The biggest thing you may note is that the costs and revenues are different. This is because an availability PPP is seen as much lower risk to the private party than a full demand-risk PPP, so private parties can raise equity and borrow from banks at much lower cost, meaning they don’t need to ask for as much money to cover their debt service and repay their equity holders. But, on the other hand, as the government is bearing the risk, they should also discount the revenues they expect to receive to reflect the fact that they are bearing more risk.
I’m calling the subsidy an “effective subsidy” here because it’s not a payment in the same way that the subsidy for a demand risk subsidy is. The payments are the fixed and variable payments, the subsidy is just the residual between those payments and the revenues, whatever they may be.
As I mentioned earlier, this puts demand risk on the government. If the revenues are less than expected, the effective subsidy will be larger than expected, and the government will have to find more cash to pay the private party’s payments than it thought it would. If the revenues are higher than expected, the government takes the whole gain.
So, which is better?
In one case, the private party takes the risk, in the other, the government takes the risk. How do we decide which option is right for us?
True efficiency also means efficient risk allocation
The most basic principle of risk allocation is that you allocate the risk to the party best able to manage it**. If neither party has any control over the risk, then it doesn’t really matter which party you allocate the risk to. In a mature city, for example, there may not be much the government can do to influence traffic flows.
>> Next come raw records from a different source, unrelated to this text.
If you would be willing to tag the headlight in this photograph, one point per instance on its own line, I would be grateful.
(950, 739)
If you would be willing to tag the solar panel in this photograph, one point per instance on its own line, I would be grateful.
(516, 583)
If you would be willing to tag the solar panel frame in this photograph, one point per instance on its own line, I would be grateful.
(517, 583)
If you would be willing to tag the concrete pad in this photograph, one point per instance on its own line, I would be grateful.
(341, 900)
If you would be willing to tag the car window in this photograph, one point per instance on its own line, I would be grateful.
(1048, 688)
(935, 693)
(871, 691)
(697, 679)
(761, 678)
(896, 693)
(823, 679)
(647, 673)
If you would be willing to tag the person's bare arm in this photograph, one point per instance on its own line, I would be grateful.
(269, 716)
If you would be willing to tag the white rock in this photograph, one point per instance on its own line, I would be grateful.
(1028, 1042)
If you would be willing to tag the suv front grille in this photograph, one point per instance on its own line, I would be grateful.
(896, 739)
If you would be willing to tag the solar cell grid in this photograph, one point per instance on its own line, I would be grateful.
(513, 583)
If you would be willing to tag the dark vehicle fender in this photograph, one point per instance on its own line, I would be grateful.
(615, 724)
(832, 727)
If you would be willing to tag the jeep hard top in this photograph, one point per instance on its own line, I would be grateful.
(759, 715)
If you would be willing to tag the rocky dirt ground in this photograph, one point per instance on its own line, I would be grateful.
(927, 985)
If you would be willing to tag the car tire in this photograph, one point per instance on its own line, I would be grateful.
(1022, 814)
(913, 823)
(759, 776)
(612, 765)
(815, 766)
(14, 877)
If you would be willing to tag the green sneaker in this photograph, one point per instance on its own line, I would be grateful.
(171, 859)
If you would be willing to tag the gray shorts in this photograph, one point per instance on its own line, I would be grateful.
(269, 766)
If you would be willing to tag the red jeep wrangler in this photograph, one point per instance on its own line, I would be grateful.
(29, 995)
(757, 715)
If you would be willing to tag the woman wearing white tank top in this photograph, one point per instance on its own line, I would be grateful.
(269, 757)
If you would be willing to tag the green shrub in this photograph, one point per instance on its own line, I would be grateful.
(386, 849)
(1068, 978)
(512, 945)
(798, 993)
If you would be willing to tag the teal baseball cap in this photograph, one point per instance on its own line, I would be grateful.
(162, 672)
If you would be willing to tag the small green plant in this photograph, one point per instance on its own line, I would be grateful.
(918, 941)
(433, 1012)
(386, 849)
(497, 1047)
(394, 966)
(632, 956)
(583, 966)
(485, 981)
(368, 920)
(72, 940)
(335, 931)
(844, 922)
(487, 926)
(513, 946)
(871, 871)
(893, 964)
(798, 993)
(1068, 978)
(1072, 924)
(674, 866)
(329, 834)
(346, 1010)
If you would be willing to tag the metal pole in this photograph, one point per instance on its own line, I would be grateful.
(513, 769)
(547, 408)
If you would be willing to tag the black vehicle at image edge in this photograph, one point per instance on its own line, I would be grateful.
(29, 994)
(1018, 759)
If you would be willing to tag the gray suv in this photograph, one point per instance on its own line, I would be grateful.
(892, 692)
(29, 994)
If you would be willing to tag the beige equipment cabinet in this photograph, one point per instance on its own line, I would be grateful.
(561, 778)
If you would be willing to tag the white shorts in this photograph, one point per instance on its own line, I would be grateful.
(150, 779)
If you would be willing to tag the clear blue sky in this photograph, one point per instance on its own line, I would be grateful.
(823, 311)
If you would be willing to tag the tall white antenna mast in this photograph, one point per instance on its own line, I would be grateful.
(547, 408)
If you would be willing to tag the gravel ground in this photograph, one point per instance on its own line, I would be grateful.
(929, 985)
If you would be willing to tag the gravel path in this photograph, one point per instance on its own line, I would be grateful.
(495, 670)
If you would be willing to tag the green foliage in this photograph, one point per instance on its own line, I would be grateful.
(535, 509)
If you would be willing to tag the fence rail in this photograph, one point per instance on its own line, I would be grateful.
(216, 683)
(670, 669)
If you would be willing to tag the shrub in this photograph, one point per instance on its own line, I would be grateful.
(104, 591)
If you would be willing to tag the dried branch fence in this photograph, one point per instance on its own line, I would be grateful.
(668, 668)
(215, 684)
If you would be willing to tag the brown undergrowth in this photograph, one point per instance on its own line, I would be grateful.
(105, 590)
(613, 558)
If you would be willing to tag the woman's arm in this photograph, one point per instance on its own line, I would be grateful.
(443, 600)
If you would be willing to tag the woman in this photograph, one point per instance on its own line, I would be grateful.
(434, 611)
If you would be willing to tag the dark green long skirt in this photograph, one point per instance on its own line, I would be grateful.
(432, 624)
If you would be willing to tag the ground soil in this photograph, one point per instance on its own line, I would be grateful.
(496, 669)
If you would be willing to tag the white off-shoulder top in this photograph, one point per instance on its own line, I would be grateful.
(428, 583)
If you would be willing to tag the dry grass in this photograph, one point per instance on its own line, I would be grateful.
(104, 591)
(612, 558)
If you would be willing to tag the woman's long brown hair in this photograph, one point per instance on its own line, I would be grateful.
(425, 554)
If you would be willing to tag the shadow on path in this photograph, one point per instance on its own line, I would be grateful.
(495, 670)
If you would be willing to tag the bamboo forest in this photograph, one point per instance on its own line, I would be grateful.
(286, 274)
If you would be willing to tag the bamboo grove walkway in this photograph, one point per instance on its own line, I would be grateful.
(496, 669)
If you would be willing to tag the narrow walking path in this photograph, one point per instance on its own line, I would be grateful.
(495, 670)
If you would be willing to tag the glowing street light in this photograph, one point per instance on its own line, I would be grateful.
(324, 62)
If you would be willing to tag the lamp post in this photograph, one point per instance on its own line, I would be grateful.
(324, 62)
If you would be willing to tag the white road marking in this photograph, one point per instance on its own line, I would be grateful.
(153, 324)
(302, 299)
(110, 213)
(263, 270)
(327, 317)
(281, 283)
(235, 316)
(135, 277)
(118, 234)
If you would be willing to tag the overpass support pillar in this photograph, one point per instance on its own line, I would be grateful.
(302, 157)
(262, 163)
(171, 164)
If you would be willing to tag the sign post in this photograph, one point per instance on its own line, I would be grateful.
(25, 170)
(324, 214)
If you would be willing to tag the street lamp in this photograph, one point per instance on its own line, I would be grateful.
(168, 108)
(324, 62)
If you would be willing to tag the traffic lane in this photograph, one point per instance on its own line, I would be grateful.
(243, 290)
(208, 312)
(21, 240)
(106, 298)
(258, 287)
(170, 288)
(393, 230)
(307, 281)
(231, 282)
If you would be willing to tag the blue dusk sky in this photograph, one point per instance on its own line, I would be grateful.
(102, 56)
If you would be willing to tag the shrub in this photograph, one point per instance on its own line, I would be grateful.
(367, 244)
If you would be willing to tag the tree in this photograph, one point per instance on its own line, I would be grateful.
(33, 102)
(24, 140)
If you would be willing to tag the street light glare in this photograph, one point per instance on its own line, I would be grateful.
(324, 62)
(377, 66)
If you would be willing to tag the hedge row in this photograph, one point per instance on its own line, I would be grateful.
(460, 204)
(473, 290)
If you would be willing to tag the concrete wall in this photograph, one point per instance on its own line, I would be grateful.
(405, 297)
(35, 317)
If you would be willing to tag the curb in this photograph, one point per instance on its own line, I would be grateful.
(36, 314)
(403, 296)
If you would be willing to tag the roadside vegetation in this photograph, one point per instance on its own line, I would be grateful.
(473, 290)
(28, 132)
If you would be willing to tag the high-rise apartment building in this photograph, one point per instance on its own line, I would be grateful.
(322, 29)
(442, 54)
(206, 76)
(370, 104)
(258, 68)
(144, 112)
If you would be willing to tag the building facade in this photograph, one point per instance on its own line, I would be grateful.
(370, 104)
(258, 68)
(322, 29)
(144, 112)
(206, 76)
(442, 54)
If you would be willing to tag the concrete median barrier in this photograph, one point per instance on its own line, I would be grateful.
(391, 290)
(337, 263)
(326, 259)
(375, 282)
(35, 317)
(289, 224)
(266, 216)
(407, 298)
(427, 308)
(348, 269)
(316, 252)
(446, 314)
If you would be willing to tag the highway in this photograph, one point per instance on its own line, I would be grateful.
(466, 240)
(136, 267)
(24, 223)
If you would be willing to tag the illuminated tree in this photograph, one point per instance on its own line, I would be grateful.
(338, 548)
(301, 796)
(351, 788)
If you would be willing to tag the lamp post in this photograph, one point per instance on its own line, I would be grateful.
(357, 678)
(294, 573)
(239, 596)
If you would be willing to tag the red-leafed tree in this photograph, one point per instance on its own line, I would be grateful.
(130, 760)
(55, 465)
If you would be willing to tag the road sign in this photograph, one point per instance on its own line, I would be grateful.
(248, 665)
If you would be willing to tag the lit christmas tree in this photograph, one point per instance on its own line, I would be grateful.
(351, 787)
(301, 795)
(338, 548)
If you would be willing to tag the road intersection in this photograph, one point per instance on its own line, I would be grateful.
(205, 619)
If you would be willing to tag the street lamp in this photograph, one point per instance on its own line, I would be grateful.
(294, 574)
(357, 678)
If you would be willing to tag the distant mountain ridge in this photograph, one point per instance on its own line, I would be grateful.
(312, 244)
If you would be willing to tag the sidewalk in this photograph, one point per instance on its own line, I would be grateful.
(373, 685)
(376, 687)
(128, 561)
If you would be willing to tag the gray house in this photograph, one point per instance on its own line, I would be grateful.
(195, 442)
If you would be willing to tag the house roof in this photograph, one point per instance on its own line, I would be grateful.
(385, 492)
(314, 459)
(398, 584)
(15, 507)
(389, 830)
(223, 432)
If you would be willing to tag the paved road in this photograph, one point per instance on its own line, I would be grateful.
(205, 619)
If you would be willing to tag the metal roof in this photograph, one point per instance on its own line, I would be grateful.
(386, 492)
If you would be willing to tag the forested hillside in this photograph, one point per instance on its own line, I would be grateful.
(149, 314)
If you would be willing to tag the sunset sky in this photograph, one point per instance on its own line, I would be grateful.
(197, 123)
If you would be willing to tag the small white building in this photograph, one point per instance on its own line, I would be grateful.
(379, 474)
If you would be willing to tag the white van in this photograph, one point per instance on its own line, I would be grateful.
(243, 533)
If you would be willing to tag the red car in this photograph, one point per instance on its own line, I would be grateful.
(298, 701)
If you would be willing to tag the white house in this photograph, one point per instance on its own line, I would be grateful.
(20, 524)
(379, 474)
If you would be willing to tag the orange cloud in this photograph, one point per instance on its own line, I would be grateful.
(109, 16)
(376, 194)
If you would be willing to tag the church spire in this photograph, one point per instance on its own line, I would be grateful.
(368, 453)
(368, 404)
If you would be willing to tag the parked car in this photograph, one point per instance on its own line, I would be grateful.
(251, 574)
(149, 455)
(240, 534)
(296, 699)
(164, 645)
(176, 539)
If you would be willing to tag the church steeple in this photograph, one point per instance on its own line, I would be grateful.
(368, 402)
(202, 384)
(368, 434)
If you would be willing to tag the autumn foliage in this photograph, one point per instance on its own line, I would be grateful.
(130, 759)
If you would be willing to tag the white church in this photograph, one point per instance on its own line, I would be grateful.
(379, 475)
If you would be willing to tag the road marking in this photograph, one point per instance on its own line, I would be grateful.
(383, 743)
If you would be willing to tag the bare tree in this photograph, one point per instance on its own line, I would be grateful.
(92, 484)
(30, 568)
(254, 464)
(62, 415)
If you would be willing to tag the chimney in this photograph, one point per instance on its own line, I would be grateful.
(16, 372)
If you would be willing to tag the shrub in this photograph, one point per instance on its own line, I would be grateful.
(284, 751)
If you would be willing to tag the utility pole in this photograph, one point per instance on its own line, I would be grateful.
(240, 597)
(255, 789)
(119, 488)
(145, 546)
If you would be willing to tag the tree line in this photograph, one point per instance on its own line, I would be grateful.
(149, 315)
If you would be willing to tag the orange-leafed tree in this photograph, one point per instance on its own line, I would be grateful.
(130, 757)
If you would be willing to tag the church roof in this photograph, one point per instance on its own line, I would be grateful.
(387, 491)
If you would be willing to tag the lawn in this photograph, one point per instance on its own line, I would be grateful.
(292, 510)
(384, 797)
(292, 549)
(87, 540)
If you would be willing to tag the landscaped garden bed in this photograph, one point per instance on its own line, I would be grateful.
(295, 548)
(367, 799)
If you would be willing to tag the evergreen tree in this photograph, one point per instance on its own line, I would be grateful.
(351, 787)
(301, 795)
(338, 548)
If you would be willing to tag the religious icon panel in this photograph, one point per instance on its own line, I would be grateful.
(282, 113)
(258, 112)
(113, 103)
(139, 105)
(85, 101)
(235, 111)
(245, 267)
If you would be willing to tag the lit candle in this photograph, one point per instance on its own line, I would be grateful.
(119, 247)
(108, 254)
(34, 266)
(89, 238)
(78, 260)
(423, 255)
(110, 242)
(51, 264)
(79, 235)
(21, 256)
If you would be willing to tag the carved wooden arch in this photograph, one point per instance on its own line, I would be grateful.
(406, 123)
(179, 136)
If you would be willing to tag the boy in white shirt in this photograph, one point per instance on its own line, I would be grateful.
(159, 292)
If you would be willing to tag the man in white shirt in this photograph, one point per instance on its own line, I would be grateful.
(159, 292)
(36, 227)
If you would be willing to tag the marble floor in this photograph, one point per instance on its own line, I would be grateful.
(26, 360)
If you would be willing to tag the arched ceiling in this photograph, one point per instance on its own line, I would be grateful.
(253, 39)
In this particular case, however, there are significant public actions that will need to be taken in the next few years, the government has much more control over the policy levers that will drive the traffic, while the private party will have almost no ability to influence demand. Further, the government has no track record of delivering the port, SEZ and surrounding infrastructure. Indonesia has over-promised and under-delivered in infrastructure for decades. No investor is going to bet hundreds of millions of dollars that the government will suddenly spring into action and deliver faster than it has ever delivered before.
Too many investors, and would-be investors have been burned trying to invest in Indonesian infrastructure, so private sector traffic projections for a toll road like this will always be conservative. If the government truly believes that it can deliver the work program, and it wants to get the value of the traffic flows associated with the delivery of that work program, then they must take on demand risk themselves.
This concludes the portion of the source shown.